É uma questão de encaixar as coisas numa proposta maior e, claro, saber ser engraçado no processo. Assim como a falta de estrutura pode matar uma obra — como a falta de um núcleo bem definido — ter apenas isso não é suficiente para um bom resultado. Além de quebrar a quarta parede, outros elementos difíceis de lidar também estão em jogo. Estereótipos e clichês, por exemplo. É paradoxal, na verdade. Se o clichê é usado de forma criativa e nova, ele ainda é um clichê? Fica perfeitamente claro que Cameron tem a função de ser o cara baixo astral do grupo. Sua primeira cena mostra ele jogado na cama ao som de um eco monótono e uns rifes de guitarra, fazendo o mínimo esforço possível para atender o telefone. De certa forma, é a diva com problema de primeiro mundo, dopada de remédios para não despertar sua enxaqueca. Similarmente, o diretor da escola é um vilão de desenho animado desde as atitudes ao bigode, cujas cenas são como as tentativas falhas de impedir seu arqui-inimigo Ferris Bueller.
São modelos conhecidos e nem um pouco originais que funcionam perfeitamente porque cumprem duas funções essenciais: humor e propósito. Basta comparar o monólogo criativo do começo de “Ferris Bueller’s Day Off” com as cenas na escola. De um lado, o carisma de Matthew Broderick e as idéias maduras de um jovem imaturo; do outro, o óbvio desinteresse de uma turma falhando em impedir que o professor chato tente interagir. “Em 1930, a Câmara dos Representantes, num esforço de aliviar os efeitos da… Alguém? Alguém?… Grande Depressão, aprovou a… Alguém? Alguém?”, ele diz. É engraçado, criativo e certeiro em abordar uma situação que todo mundo já enfrentou na vida. A escola é realmente um saco. Pra que perder tempo aprendendo conteúdo que nunca será usado na vida quando é possível fazer outras coisas muito mais recompensadoras? A vida é curta demais para cristalizar uma personalidade medíocre, mas que sabe quem fez o que e quando durante a Grande Depressão.

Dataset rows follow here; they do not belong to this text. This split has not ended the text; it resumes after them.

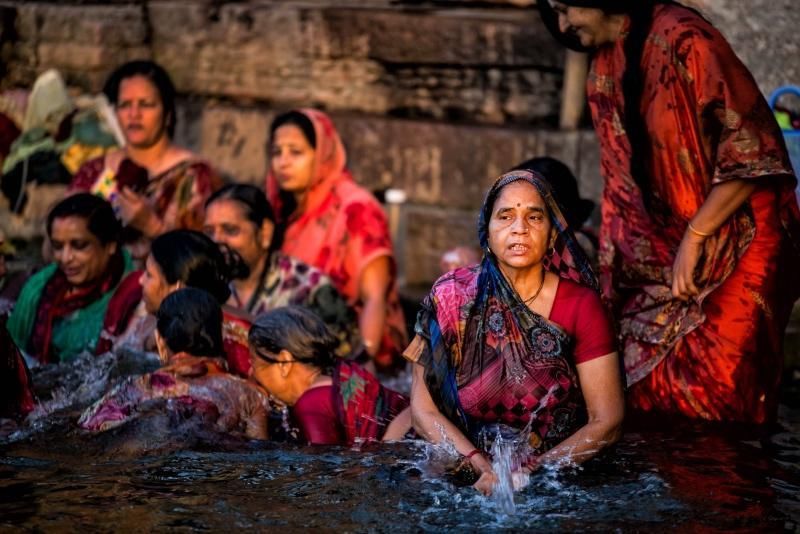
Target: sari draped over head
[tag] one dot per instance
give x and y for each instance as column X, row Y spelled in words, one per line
column 363, row 406
column 54, row 321
column 718, row 356
column 488, row 358
column 341, row 228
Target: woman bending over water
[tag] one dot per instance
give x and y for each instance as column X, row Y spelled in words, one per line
column 521, row 339
column 194, row 376
column 333, row 402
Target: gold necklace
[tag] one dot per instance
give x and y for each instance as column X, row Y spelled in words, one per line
column 528, row 301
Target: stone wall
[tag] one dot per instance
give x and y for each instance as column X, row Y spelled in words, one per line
column 436, row 98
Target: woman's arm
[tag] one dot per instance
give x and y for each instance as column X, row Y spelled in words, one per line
column 376, row 279
column 434, row 427
column 137, row 213
column 601, row 385
column 723, row 200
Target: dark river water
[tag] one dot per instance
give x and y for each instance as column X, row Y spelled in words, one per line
column 166, row 473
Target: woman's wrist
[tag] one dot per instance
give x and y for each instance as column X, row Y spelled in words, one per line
column 698, row 233
column 479, row 461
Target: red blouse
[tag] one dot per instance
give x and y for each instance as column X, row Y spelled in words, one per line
column 579, row 311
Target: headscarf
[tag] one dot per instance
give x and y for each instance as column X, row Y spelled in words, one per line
column 494, row 294
column 330, row 166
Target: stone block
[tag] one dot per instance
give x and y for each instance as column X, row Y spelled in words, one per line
column 444, row 37
column 106, row 25
column 234, row 140
column 430, row 231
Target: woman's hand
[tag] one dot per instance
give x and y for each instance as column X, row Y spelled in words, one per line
column 689, row 252
column 135, row 212
column 486, row 483
column 488, row 478
column 520, row 479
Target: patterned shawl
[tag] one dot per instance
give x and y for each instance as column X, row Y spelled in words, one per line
column 474, row 322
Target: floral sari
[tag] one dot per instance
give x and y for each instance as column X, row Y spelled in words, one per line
column 363, row 406
column 288, row 281
column 341, row 229
column 177, row 195
column 719, row 356
column 487, row 357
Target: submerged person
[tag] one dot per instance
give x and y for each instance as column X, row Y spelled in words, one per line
column 700, row 240
column 521, row 339
column 87, row 295
column 155, row 185
column 333, row 402
column 186, row 258
column 194, row 375
column 239, row 216
column 326, row 220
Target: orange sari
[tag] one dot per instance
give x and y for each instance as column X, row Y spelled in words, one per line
column 340, row 230
column 718, row 357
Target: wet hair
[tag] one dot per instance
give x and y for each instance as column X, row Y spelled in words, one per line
column 296, row 118
column 295, row 329
column 190, row 320
column 565, row 188
column 256, row 207
column 157, row 76
column 192, row 258
column 98, row 213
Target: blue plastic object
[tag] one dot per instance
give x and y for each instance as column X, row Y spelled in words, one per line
column 792, row 137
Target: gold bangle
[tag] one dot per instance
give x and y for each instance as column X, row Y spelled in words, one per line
column 698, row 232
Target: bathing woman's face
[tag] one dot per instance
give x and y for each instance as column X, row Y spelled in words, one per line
column 274, row 373
column 78, row 253
column 292, row 159
column 520, row 228
column 227, row 223
column 155, row 287
column 140, row 112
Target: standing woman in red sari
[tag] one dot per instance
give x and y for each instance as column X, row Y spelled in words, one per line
column 699, row 237
column 327, row 220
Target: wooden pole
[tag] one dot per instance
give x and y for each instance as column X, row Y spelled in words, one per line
column 573, row 94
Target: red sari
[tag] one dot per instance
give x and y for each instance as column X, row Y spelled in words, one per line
column 340, row 230
column 718, row 357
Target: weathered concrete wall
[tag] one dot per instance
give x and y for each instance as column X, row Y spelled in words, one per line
column 445, row 169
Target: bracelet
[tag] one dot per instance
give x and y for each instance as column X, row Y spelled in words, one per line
column 472, row 453
column 698, row 232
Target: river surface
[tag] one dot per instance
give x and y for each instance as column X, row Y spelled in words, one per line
column 167, row 473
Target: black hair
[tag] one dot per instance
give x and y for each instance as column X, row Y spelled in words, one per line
column 295, row 329
column 288, row 202
column 98, row 213
column 253, row 200
column 157, row 76
column 193, row 259
column 565, row 188
column 190, row 320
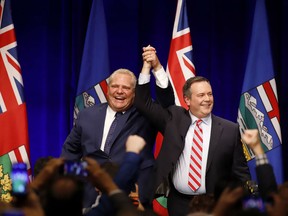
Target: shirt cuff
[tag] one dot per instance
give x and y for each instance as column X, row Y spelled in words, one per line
column 143, row 78
column 261, row 159
column 116, row 191
column 161, row 78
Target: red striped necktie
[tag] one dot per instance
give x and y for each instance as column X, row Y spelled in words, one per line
column 195, row 167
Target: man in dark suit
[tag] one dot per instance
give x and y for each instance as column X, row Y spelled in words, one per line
column 88, row 136
column 222, row 154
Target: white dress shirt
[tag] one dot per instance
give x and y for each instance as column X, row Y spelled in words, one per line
column 109, row 117
column 181, row 171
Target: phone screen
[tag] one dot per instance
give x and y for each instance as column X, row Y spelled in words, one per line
column 254, row 203
column 20, row 179
column 75, row 168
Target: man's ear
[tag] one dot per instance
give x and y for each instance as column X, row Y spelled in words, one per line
column 187, row 100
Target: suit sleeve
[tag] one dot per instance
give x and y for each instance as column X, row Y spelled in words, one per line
column 71, row 149
column 165, row 96
column 154, row 112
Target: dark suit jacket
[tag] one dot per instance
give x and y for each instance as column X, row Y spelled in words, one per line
column 85, row 140
column 266, row 180
column 226, row 160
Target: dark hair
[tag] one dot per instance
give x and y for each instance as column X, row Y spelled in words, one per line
column 186, row 90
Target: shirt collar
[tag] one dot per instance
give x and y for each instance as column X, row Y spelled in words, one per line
column 206, row 120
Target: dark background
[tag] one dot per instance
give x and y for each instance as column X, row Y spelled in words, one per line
column 51, row 35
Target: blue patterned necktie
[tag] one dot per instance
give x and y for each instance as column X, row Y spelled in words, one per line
column 108, row 143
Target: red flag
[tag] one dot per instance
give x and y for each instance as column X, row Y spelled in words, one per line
column 14, row 146
column 180, row 66
column 179, row 69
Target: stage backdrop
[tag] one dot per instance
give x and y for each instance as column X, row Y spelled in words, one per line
column 51, row 34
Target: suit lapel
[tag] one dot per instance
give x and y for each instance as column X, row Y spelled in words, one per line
column 120, row 124
column 216, row 132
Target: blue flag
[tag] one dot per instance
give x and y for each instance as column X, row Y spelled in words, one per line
column 95, row 69
column 258, row 107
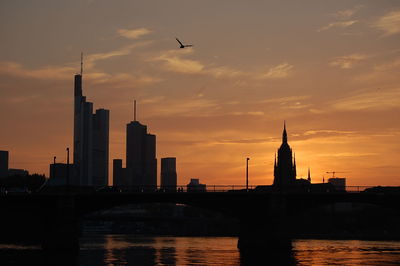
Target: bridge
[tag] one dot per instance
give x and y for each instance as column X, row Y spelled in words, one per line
column 264, row 216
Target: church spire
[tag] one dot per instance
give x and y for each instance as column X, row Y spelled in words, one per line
column 284, row 135
column 294, row 166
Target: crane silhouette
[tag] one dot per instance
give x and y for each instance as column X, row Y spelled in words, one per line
column 183, row 45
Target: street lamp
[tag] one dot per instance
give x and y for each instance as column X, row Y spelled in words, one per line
column 247, row 174
column 67, row 167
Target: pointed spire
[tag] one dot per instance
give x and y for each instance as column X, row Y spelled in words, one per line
column 284, row 135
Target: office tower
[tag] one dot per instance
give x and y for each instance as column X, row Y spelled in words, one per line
column 168, row 174
column 91, row 140
column 100, row 147
column 17, row 172
column 195, row 186
column 338, row 183
column 141, row 162
column 3, row 164
column 285, row 167
column 117, row 173
column 140, row 172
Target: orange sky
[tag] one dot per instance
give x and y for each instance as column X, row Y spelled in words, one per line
column 329, row 68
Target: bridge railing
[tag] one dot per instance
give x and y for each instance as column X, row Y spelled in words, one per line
column 232, row 188
column 313, row 188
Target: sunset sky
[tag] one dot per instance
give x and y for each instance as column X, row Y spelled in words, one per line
column 331, row 69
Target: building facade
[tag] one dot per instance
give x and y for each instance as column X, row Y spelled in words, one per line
column 91, row 141
column 285, row 164
column 3, row 164
column 140, row 172
column 168, row 176
column 141, row 162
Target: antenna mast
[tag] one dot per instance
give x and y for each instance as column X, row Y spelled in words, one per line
column 81, row 63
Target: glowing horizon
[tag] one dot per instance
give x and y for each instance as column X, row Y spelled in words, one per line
column 329, row 69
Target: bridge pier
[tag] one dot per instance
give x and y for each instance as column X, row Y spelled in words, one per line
column 61, row 227
column 265, row 230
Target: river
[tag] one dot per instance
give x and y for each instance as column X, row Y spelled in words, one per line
column 139, row 250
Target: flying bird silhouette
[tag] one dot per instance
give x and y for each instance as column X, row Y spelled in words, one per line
column 183, row 45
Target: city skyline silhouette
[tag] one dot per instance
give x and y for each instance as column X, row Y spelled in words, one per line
column 330, row 71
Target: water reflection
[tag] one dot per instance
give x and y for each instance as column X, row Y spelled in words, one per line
column 134, row 250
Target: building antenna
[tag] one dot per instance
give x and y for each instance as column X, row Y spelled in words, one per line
column 81, row 63
column 134, row 110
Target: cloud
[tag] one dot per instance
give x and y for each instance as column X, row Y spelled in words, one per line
column 48, row 72
column 348, row 61
column 347, row 13
column 327, row 131
column 376, row 100
column 186, row 107
column 133, row 34
column 338, row 24
column 284, row 100
column 173, row 61
column 388, row 66
column 244, row 141
column 347, row 154
column 224, row 71
column 277, row 72
column 389, row 23
column 91, row 59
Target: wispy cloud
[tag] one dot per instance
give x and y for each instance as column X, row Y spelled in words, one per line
column 48, row 72
column 388, row 66
column 338, row 24
column 348, row 61
column 278, row 71
column 133, row 33
column 284, row 100
column 173, row 61
column 375, row 100
column 186, row 107
column 347, row 154
column 389, row 23
column 327, row 131
column 347, row 13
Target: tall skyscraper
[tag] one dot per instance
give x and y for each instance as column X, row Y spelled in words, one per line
column 91, row 140
column 285, row 167
column 141, row 161
column 3, row 164
column 168, row 174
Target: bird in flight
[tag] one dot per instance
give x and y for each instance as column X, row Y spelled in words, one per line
column 183, row 45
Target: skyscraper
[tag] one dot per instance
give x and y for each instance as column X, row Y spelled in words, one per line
column 141, row 162
column 285, row 167
column 91, row 140
column 168, row 174
column 3, row 164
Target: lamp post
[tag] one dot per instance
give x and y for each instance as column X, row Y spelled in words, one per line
column 247, row 174
column 54, row 166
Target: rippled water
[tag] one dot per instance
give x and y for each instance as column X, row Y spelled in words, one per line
column 134, row 250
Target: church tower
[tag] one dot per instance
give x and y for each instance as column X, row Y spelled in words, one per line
column 285, row 164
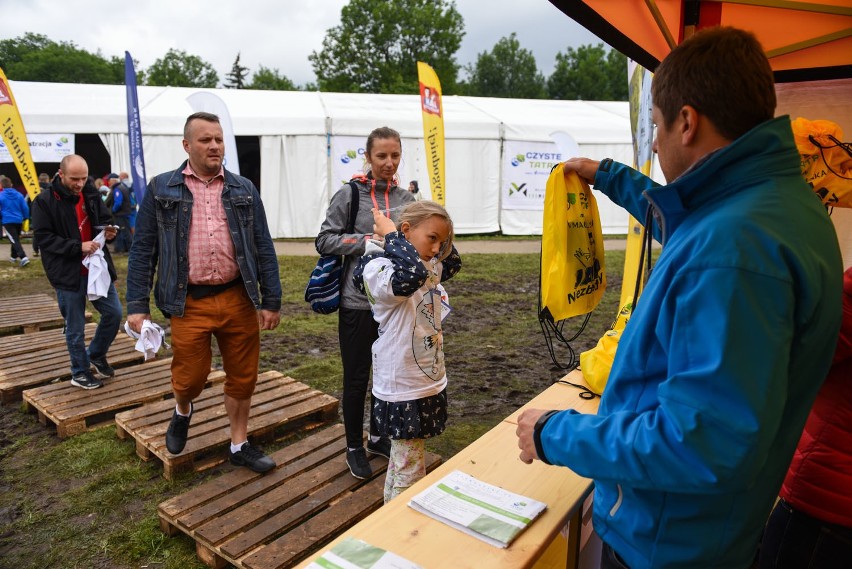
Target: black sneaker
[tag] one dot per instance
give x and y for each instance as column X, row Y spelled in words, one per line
column 252, row 458
column 178, row 431
column 356, row 460
column 381, row 447
column 102, row 368
column 86, row 380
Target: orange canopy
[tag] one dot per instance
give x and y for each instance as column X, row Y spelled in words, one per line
column 804, row 40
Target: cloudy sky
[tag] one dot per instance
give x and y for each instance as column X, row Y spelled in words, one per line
column 275, row 33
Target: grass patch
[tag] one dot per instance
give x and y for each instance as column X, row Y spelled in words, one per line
column 89, row 501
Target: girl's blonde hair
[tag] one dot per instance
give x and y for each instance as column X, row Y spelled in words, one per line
column 416, row 213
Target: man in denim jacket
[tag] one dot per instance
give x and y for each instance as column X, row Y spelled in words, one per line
column 203, row 230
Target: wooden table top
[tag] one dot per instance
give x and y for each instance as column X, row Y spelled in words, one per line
column 492, row 458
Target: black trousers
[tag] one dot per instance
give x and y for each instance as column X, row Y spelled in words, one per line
column 610, row 559
column 794, row 539
column 357, row 331
column 13, row 231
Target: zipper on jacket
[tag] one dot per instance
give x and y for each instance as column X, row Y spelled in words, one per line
column 617, row 504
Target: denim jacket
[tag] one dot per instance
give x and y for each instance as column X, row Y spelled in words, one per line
column 162, row 236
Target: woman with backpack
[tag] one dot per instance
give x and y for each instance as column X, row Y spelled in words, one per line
column 376, row 188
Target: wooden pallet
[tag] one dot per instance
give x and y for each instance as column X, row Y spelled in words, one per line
column 18, row 344
column 26, row 314
column 74, row 410
column 48, row 363
column 279, row 404
column 275, row 520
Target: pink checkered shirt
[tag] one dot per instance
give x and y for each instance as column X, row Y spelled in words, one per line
column 211, row 255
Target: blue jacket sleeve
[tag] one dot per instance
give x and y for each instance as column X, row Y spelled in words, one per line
column 625, row 186
column 142, row 262
column 267, row 260
column 715, row 415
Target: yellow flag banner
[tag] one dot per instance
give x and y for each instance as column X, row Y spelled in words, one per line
column 432, row 106
column 597, row 362
column 15, row 138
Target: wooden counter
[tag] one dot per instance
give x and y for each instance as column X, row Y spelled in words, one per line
column 492, row 458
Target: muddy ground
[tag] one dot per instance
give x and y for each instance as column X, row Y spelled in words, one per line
column 496, row 357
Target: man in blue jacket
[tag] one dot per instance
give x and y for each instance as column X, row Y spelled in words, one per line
column 13, row 211
column 67, row 217
column 725, row 351
column 203, row 231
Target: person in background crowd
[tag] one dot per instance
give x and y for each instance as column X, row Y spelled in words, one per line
column 66, row 218
column 13, row 211
column 211, row 256
column 414, row 188
column 357, row 330
column 811, row 525
column 716, row 371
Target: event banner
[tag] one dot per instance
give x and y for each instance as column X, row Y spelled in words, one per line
column 526, row 167
column 433, row 129
column 347, row 159
column 43, row 147
column 15, row 138
column 134, row 129
column 642, row 129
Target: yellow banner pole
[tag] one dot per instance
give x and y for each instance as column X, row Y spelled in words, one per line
column 12, row 129
column 432, row 106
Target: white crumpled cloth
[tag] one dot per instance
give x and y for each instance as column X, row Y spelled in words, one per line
column 149, row 340
column 99, row 279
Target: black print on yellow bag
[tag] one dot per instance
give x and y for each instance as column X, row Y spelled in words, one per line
column 597, row 362
column 826, row 160
column 573, row 272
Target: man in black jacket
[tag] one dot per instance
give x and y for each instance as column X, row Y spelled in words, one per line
column 66, row 218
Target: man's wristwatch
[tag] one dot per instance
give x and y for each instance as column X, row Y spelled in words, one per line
column 539, row 425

No final das contas, valeu a pena tirar um tempo para escrever sobre “Ferris Bueller’s Day Off”? Certamente. Confesso que não estava muito a fim de assistir por ser minha terceira ou quarta vez, mas acabei indo pela oportunidade de ver no cinema pelo Clássicos Cinemark. Foi uma sessão lotada, cheia de gente que, como eu, já conhecia história de ponta a outra e outros tantos que usavam a oportunidade para conhecer uma das obras mais amadas dos Anos 80. Mesmo que até os mais jovens agora conheçam Ferris Bueller, deixo este texto como reforço ao coro de aplausos e ovações. John Hughes acertou em cheio em 1986 e continua acertando, já que sua obra continua relevante até hoje.